Correlation of wbMTV and treatment intention

wbMTV and treatment intention were poorly correlated in the 26 patients (p > 0.05) (Table 7).

Table.7 Correlation between wbMTV and treatment intention

Correlation of wbTLG with TNM stage

The correlation of wbTLG with the TNM stage of 26 patients is shown in Table 8. The wbTLG was strongly and significantly correlated with TNM stage (p < 0.05). This means that a higher wbTLG value (mean: 1756.55 ± 2432.11 g) was associated with a high TNM stage.

Table.8 Correlation between wbTLG and TNM stage

However, there was a poor correlation between TNM staging and treatment intent (p > 0.05). The wbTLG was plotted on the receiver operating characteristic (ROC) curve and analyzed. The area under the curve (AUC) was 0.634, with a 95% confidence interval (CI) of 0.411–0.857 (Fig. 7).

The optimum value of wbTLG was determined to be 130 g (sensitivity 89%, specificity 59%). There were significantly more patients (Fig. 10) at a high TNM stage (15, 57.7%) who had a wbTLG more than 130 g, compared to the low TNM stage group (0, 0.0%) (p < 0.05; Fisher’s exact test) (Table 9).

Fig. 10
figure 10

ROC curve of wbTLG

Table.9 Outcome according to wbTLG 130 g and TNM stage

wbTLG with treatment intention

There were significantly more patients who underwent treatment (8, 30.8%) who had a wbTLG greater than 130 g, compared to patients without treatment (1, 3.8%) (p < 0.05; Fisher’s exact test) (Table 10).

Table.10 Outcome according to wbTLG 130 g and treatment intention

The logistic regression model was used to determine the most potent predictive factors for TNM and treatment intention. The results indicated that there was no association between TLG, interaction between TLG and SUV, interaction between TLG and MTV and interaction between TLG, SUV and MTV with TNM staging.

Discussion

Prediction of the effect of treatment intention by the treating physician on the TNM staging is important in characterizing the cancer aggressiveness of recurrent tumors. The utility of metabolic markers measured by 18F FDG PET has taken center stage as the parameters underpin the cellular metabolic derangement caused by proliferative mitosis [10]. It is thus useful to assess the effect of prediction of these markers on treatment outcome and its association with TNM staging. In our study, despite the known association of the clinical parameters of age, menopause, BMI, obesity and metabolic parameters, there were no correlations that could have predicted TNM staging more accurately than previous studies [11, 12].

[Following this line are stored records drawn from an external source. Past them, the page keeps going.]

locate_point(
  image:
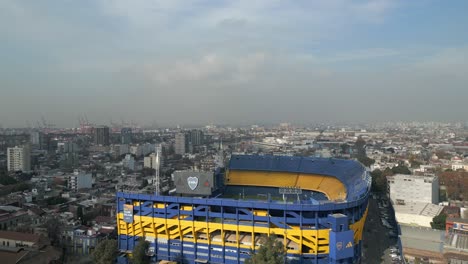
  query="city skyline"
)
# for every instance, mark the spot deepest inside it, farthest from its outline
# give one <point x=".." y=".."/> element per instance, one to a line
<point x="199" y="62"/>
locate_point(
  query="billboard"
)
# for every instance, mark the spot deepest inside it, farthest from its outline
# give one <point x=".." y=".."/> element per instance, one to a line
<point x="194" y="182"/>
<point x="128" y="213"/>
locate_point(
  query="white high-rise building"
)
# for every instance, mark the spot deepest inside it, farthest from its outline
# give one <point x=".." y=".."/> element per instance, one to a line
<point x="413" y="188"/>
<point x="129" y="162"/>
<point x="19" y="158"/>
<point x="181" y="146"/>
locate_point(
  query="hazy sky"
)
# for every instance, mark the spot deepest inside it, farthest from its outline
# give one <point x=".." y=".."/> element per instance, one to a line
<point x="255" y="61"/>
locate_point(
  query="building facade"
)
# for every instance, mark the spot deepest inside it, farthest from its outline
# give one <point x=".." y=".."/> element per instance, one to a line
<point x="196" y="137"/>
<point x="412" y="188"/>
<point x="19" y="158"/>
<point x="79" y="181"/>
<point x="126" y="135"/>
<point x="181" y="143"/>
<point x="101" y="136"/>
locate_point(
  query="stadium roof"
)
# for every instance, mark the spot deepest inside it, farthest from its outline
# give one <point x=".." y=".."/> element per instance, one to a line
<point x="349" y="172"/>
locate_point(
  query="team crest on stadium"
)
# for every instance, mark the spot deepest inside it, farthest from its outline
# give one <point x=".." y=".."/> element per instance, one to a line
<point x="192" y="182"/>
<point x="339" y="245"/>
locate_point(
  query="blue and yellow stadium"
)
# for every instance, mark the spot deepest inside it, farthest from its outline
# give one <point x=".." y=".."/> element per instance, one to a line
<point x="316" y="207"/>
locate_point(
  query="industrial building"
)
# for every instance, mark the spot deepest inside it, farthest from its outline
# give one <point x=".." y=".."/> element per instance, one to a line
<point x="413" y="188"/>
<point x="315" y="206"/>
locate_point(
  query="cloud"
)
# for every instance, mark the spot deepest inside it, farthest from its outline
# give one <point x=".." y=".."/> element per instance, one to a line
<point x="366" y="54"/>
<point x="209" y="67"/>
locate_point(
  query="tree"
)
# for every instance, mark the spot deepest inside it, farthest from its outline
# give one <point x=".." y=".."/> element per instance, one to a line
<point x="270" y="252"/>
<point x="139" y="252"/>
<point x="438" y="222"/>
<point x="366" y="161"/>
<point x="105" y="252"/>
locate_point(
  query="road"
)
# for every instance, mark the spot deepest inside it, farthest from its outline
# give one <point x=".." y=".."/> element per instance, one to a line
<point x="376" y="239"/>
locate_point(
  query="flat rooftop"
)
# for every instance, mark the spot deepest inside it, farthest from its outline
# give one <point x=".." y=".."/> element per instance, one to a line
<point x="424" y="209"/>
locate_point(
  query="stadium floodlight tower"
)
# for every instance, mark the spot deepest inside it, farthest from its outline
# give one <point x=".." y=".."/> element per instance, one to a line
<point x="290" y="190"/>
<point x="157" y="180"/>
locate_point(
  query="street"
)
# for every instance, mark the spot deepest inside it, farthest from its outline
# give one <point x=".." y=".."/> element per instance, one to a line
<point x="377" y="242"/>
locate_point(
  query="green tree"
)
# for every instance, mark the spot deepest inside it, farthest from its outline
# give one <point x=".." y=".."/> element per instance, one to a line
<point x="7" y="180"/>
<point x="270" y="252"/>
<point x="366" y="161"/>
<point x="139" y="252"/>
<point x="105" y="252"/>
<point x="438" y="222"/>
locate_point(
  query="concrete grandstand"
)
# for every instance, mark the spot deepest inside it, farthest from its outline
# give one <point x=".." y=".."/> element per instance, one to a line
<point x="319" y="216"/>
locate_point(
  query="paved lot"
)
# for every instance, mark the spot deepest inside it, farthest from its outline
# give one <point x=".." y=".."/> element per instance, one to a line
<point x="376" y="239"/>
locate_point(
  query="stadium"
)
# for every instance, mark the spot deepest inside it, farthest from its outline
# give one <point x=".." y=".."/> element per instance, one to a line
<point x="315" y="206"/>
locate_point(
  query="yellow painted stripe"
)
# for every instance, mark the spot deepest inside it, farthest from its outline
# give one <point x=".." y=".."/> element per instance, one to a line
<point x="316" y="240"/>
<point x="333" y="188"/>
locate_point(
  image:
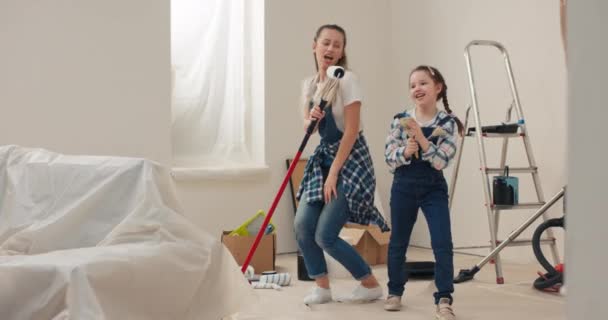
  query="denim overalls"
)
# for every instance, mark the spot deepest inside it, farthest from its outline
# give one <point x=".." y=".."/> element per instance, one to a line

In our study, the mean SUVmax (4.18 ± 1.68 g/dl) was strongly correlated with the TNM stage. This finding was consistent with other studies with comparable findings, indicating that the rate of glycolytic uptake of tumor cells has a strong correlation with higher staging of the disease (stage III & IV) at diagnosis [13,14,15]. SUV is used as a popular predictive metabolic marker for staging and in characterizing tumor cellular aggressiveness. Nevertheless, its utility falls short because of variability in its values in different tumor lines and technical factors [16]. The SUV uptake of 18F FDG samples the 2D tumor dimension randomly and glucose uptake, which may underestimate the true SUV value of the whole lesion [17]. Therefore, 3D volumetric assessments, i.e., wbMTV and wbTLG, could be used as potentially more accurate parameters. In this study, the mean of the wbMTV (404.68 ± 558.02 cm3) and wbTLG (1756.55 ± 2432.11 g) was strongly correlated with a higher TNM stage (p < 0.05). This was substantiated by Son et al. who found that wbMTV values in non-survivors were significantly higher than among survivors (424.0 ± 683.9 vs. 92.1 ± 96.3 cm3, respectively; p = 0.0430), as were wbTLG values (1980.9 ± 3159.3 vs. 444.3 ± 459.5 g, respectively; p = 0.0428)] [10]. Another study involving 40 breast cancer patients also showed that those with an MTV T ≥ 19.3 cm3 and TLG T ≥ 74.4 g were 10–12 times more likely to recidivate in aggressive tumor cells when these thresholds were exceeded [18]. Correspondingly, the MTV and TLG are potentially promising in ascertaining the association between the tendency for localized tumor invasion, distant metastasis and overall survival in hypopharyngeal cancer [19,20,21,22].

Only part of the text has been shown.